No era capaz de serenarse. Entonces pensó en Ámbar: esa mujer de ojos castaños, rasgados, que había sabido mirarlo con una dulzura involuntaria que lo había calado como agua de abril. Una mujer de la que, extrañamente, y con lo poco que la conocía, se había enamorado de ella hasta el punto de engancharse como si se tratara de una sustancia ilegal, y ella también le parecía ilegal por su belleza. Una mujer que, cuando sonreía, era capaz de iluminar todo Seattle y terminar explotando hasta la última bombilla. Esos labios con el arco de cupido en forma de corazón que querría volver a besar millones de veces más. La naricilla pequeña que se difuminaba junto al maquillaje. Esa mueca que ponía cuando no comprendía algo. O cuando la cogía por sorpresa en uno de sus comentarios... Toda ella le parecía bonita. Y toda ella era la mejor medicina que podrían recetarle para como se sentía ahora mismo. Lo aliviaría con uno de sus abrazos. Uno de esos que no le vendrían nada mal ahora. Esa mujer que dejaba encendido el interruptor de su inspiración. Mantenía despiertas a todas sus musas. «Yo sí soy tu mayor fan». Porque era así, como a la inversa. Probablemente, él la adoraba mucho más.
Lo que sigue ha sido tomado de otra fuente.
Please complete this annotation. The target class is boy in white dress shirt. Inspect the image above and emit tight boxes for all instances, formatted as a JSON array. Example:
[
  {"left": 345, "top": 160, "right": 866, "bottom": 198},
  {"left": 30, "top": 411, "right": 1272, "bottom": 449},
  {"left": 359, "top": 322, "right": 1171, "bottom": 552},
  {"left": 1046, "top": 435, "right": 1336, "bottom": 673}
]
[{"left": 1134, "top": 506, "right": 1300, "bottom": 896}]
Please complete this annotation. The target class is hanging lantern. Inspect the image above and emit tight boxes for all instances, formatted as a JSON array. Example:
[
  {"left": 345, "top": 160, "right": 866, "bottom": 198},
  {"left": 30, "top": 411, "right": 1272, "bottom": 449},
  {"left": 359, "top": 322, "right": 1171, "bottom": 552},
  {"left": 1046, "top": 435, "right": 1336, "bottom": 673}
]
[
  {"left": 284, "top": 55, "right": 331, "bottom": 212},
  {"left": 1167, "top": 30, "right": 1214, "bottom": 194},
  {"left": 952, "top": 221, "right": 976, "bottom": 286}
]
Dio gracias a Jaxon, en silencio, por haber sido su cómplice para encontrarla de nuevo. Y, tras la reflexión, recordó que debía de abrir los ojos y seguir trabajando. Había un concierto pendiente. Y quería dar lo mejor de él.
Interpretó las canciones desde el más profundo de su corazón. Se notaba. Incluso su tono de voz invitaba a volverse un repentino sentimental, y llorar si hacía falta en aquellas estrofas donde se hablaba de una ruptura. Jayden y el resto del equipo se rompía las manos aplaudiendo en cada finalización de cada una de ellas. Seth mostró una sonrisa desganada. Experimentaba el cansancio por tristeza. Pero tenía que continuar. Ese era su trabajo. Mostrarse como un ser inmortal. Incombustible.
—Si lo hacéis así, vuestros seguidores van a acabar encantados. Y ya sabéis cómo os adoran. Bien. Ensayaréis con Yosiah, nuevamente, la coreografía. Haremos un descanso para hidratarnos, cenar, y regresaremos al lío. Vamos, chicos —se reunieron y juntaron las manos al medio como un equipo. Jalearon un grito de guerra. Terminando alzando las manos juntas para finalizar el grito—. ¡Sois los mejores! ¡Dad todo de vosotros! —gritó en último lugar Jayden, satisfecho con aquellos jóvenes.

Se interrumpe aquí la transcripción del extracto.